[Esip-discovery] time for new challenges?

Thu Dec 20 15:58:15 EST 2012

Hey Chris,

On 12/20/12 6:12 AM, "Lynnes, Christopher S. (GSFC-6102)"
<christopher.s.lynnes at nasa.gov> wrote:

>
>On Dec 19, 2012, at 10:35 PM, "Mattmann, Chris A (388J)"
><chris.a.mattmann at jpl.nasa.gov> wrote:
>
>> Yep, this is the classic difference between "vertical" (specialized) and
>> "horizontal" (general) search engines. This is why e.g., Fandango has
>>its
>> own *way* better search for movies, than e.g., Google would for the
>>same.
>
>However, newbie data users don't know to go to the vertical search engine
>in the first place.  The bottom line, therefore is this:

+1

>
>How can I make my web application / portal show up in the first page of a
>Google or Bing search, assuming a minimum amount of user pre-knowledge
>and using fairly general words like "rainfall", "snow", etc.  (i.e.,
>without specific acronyms).

My message to you -- I am not sure that's a tractable problem :)

Google, Bing, etc., are such huge companies with proprietary algorithms,
and ranking/SEO, and also content manipulation, etc.

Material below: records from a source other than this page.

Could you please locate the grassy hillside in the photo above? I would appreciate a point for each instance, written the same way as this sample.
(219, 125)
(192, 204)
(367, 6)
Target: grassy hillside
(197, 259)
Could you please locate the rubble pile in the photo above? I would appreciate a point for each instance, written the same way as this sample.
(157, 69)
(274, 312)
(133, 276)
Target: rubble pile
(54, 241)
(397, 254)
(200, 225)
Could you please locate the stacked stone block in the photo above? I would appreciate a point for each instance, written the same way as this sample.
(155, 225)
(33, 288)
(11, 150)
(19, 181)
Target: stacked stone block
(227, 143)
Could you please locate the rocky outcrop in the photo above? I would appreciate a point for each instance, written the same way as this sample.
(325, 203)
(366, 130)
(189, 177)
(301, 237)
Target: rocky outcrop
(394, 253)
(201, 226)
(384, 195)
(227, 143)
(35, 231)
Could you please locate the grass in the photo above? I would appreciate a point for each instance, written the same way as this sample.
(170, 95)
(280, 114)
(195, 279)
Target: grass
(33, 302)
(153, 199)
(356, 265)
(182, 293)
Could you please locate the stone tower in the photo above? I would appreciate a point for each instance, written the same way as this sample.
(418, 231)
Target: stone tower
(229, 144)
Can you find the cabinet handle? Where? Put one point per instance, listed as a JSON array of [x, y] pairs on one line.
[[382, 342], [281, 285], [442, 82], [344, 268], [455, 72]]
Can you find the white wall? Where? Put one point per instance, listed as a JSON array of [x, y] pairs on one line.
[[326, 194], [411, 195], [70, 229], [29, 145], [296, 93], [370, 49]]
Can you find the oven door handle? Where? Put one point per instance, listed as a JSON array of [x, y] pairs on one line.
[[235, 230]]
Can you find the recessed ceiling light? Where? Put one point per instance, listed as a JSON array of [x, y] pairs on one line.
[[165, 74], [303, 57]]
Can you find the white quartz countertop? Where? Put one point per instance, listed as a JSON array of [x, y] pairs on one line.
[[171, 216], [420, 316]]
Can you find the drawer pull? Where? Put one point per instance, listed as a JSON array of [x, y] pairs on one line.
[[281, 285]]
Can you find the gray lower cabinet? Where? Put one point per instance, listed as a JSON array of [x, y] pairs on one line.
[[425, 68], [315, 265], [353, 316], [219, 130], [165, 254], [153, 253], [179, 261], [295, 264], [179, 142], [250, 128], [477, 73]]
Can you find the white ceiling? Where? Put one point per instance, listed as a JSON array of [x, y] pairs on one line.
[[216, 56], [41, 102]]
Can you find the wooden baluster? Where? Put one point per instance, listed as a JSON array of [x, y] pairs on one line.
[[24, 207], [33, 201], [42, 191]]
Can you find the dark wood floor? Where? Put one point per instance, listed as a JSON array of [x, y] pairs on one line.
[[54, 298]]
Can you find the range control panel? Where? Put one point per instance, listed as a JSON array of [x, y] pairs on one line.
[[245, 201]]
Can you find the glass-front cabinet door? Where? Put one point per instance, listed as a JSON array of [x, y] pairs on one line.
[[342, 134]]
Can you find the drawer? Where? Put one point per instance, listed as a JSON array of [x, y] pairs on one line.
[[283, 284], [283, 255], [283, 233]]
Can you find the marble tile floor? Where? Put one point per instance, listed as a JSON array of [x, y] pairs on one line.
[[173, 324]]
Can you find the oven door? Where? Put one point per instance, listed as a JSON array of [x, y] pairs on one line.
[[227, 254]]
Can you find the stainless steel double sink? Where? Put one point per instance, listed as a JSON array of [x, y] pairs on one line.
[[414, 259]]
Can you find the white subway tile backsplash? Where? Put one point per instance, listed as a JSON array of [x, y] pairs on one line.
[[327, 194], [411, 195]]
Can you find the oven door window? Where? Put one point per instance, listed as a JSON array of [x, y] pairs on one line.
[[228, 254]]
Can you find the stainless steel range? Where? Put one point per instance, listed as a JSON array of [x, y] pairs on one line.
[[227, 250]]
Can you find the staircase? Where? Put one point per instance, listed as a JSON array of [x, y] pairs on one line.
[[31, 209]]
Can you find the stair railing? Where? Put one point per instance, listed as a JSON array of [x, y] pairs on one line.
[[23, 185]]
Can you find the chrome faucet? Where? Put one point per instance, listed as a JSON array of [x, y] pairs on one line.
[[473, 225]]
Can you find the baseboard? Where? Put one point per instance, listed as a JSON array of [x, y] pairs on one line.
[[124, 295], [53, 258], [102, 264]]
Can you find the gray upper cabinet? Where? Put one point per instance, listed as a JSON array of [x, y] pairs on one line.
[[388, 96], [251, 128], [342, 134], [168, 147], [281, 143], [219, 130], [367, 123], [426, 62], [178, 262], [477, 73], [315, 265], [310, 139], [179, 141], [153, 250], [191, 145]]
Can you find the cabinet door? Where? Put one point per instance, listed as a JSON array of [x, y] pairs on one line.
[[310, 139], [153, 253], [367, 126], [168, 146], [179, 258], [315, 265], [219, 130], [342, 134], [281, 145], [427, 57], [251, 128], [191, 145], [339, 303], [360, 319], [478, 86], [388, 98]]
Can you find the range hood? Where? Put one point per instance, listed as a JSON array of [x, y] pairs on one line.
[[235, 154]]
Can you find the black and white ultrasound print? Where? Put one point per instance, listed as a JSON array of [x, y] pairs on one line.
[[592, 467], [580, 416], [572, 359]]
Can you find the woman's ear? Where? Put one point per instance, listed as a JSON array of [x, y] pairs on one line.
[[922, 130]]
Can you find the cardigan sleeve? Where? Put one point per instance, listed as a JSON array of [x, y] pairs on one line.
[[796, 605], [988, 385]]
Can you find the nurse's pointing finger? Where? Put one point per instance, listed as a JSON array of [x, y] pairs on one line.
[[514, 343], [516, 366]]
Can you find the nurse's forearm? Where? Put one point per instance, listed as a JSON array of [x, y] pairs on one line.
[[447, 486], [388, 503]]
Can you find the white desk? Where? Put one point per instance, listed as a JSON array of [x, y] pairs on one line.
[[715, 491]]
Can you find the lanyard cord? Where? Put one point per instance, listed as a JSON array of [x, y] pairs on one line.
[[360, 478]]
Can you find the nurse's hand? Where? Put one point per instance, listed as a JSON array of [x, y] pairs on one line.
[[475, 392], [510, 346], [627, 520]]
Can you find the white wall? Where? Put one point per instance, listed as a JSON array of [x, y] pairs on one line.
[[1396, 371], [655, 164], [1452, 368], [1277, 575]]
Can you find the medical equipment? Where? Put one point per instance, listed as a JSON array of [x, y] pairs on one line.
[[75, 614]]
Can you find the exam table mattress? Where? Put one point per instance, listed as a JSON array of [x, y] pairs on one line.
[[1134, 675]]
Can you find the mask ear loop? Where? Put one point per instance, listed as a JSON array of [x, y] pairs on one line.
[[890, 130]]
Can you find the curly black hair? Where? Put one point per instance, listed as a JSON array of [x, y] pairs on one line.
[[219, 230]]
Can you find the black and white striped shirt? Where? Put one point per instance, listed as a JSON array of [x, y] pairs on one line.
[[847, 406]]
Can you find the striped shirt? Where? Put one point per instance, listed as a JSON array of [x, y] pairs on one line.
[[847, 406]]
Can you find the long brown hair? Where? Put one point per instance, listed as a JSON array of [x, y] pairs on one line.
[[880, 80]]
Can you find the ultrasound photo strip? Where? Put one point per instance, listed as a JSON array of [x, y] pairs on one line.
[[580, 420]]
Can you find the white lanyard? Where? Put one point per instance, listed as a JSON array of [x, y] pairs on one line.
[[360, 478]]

IOW, they are too big
of "horizontal" search engines -- which is why the "vertical" space is
IMHO more tractable. For horizontal engines -- that is the name of their
game, they are 10B USD industries in the same. Trying to game them has
been tried by larger corpora than us (aka ESIP Discovery Cluster) and it's
hard to do in general. They have link/spam/redirection algorithms that we
know about (those are the ones that they have published), but moreover
they have the things that *we don't know about*, and that's my point,
those are fairly hard to influence.

>
>That said, I think Pedro and Ruth may be onto something with the ideas of
>datacasting (to increase the static universe of pages likely to be
>indexed and thus more chance of coming up top in the hits) and rich
>OpenSearch responses (which again, may be simply static datacasts as well.

I think those are fine approaches, and may have localized success in
certain areas. I'm just saying that many of us close to the search engines
domain for the past decade have gone to great lengths to figure out how to
influence search engines even going to great length to create open
versions and entire communities of 1000s of individuals of the same and
we've had success in areas, it's just taken a long time :)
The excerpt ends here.